If the condition is false, Python raises AssertionError.

Test categories

For hours from 0 to 40:

  • normal: 8;
  • lower boundary: 0;
  • upper boundary: 40;
  • wrong type: True, None, 3.5;
  • malformed text: "six", "8.5", "";
  • out of range: -1, 41.

Test intended exceptions

A plain helper can check an exception without requiring a framework:

def assert_raises(expected_type, function, argument):
    try:
        function(argument)
    except expected_type:
        return
    raise AssertionError(f"Expected {expected_type.__name__}")

Use it:

assert_raises(TypeError, parse_hours, True)
assert_raises(ValueError, parse_hours, "six")

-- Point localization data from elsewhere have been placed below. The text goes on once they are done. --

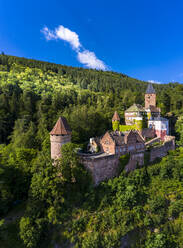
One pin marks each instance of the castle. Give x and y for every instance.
(145, 132)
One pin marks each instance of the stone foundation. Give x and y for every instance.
(162, 151)
(102, 167)
(56, 143)
(136, 159)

A test runner such as pytest provides richer exception checks and reports. The course environment will pin the selected runner before publication.

Keep tests independent

Each test should create its own required input. Do not depend on a previous test changing global state. A test should pass when run alone and in the full suite.

Test the contract, not private steps

Check returned values, raised exceptions, preserved inputs, and intended side effects. Avoid tests that fail merely because a harmless internal variable name changed.

Practice

Write tests for parse_hours() covering two normal values, both boundaries, three wrong types, two malformed strings, and both out-of-range sides.

Takeaway

Focused tests make expectations executable. Include normal, boundary, and invalid cases, and keep each test independent. Next, we will apply the same discipline to code suggested by an AI tool.